MajorTom to Ground control

domingo, 28 de fevereiro de 2010

O nosso tempo

Bateste á minha porta, triste, faminto e cheio de dores,
Trouxe-te comigo para dentro. Adeus, oh meus amores!
Sussurrei-te ao ouvido: que já não te encontravas sozinho
Tapei-te com uma quente manta só de amor e de carinho,
E abracei-te com cuidado para não espantar o bichinho.

Nossas mãos se entrelaçaram, nossos fogos se cruzaram
Tremeram, já sem frio, nossos corpos, num abraço descansaram.
Disse adeus á solidão de um corpo vazio, cheio apenas de paixão
A fogueira tudo fundiu e juntou, naquele turbilhão que se fez
E mesmo passado o desvario, meu coração renasceu, outra vez.

Ficou quente. Repleto de luz, brilhando, agora forte, depois fraquinho
Porque no tempo que mata e que mói, em tudo aquilo que dói e destrói
No que se perde e constrói, desaparecem detalhes, na dureza do caminho.
Nas mágoas com que ficamos, na distância, nas barreiras e na escuridão deste mundo,
A luz perde a sua força, nos gritos, desculpas, falsas esperanças e juras de amor profundo.

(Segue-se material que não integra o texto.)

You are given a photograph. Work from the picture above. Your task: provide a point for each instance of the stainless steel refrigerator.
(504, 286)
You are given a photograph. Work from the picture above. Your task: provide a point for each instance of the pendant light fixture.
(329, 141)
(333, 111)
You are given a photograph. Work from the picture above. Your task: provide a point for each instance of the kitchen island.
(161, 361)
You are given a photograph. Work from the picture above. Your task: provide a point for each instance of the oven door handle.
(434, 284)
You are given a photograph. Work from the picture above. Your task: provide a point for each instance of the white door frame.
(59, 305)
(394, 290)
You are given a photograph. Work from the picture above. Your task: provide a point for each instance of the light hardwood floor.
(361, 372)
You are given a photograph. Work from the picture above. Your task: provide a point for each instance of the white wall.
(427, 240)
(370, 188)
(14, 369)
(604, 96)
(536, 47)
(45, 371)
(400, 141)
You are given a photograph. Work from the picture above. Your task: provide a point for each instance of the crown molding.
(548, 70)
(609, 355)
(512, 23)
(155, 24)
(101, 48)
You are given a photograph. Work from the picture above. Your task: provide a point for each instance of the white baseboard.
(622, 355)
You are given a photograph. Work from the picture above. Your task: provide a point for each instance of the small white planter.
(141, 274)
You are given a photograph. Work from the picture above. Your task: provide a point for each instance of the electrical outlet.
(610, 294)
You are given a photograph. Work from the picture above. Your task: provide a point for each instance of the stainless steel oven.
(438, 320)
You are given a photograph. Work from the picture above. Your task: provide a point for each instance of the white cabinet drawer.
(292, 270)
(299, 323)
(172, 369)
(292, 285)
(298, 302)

A luz vai-se apagando e o coração soluça baixinho
Fechámos os dois os olhos e chorámos de mansinho
Enquanto te tive a meu lado, algumas coisas pedi
Uma delas foi que o tempo parasse e o mundo lá fora ficasse
Nesses momentos só nossos. E bem sei que a teu lado, cresci.

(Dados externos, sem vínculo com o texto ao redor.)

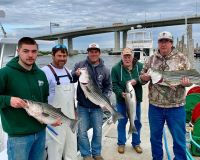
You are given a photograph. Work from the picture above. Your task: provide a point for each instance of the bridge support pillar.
(60, 41)
(70, 44)
(117, 41)
(124, 38)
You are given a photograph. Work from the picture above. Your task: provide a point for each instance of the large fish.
(94, 94)
(174, 77)
(130, 100)
(46, 113)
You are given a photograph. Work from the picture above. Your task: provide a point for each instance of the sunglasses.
(60, 46)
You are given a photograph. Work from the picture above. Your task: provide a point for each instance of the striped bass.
(130, 100)
(47, 114)
(174, 77)
(94, 94)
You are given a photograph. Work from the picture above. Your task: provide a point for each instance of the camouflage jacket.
(162, 95)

Mas o mundo quis entrar e tu, nessa ânsia de te dares, em vez de te aproximares
Tiveste que o deixar passar, de mim te afastar, para aos outros te entregares
Há quem diga que a vida é mesmo assim, ora dá, ora tira.
O mundo é cruel e não pára para connosco chorar
Nos dar a mão e levantar, a bola só gira e revira!

Sempre intrometido no nosso papel, sempre, sempre a girar
Resta-nos procurar o nosso lugar e na vida sempre amar
Procurar as deixas e dicas para o nosso papel encaixar
E na sua perfeição, na cabeça e no coração, para sempre ele ficar
Ou ainda talvez não, mas sem nunca desistir, até encontrar o nosso lar.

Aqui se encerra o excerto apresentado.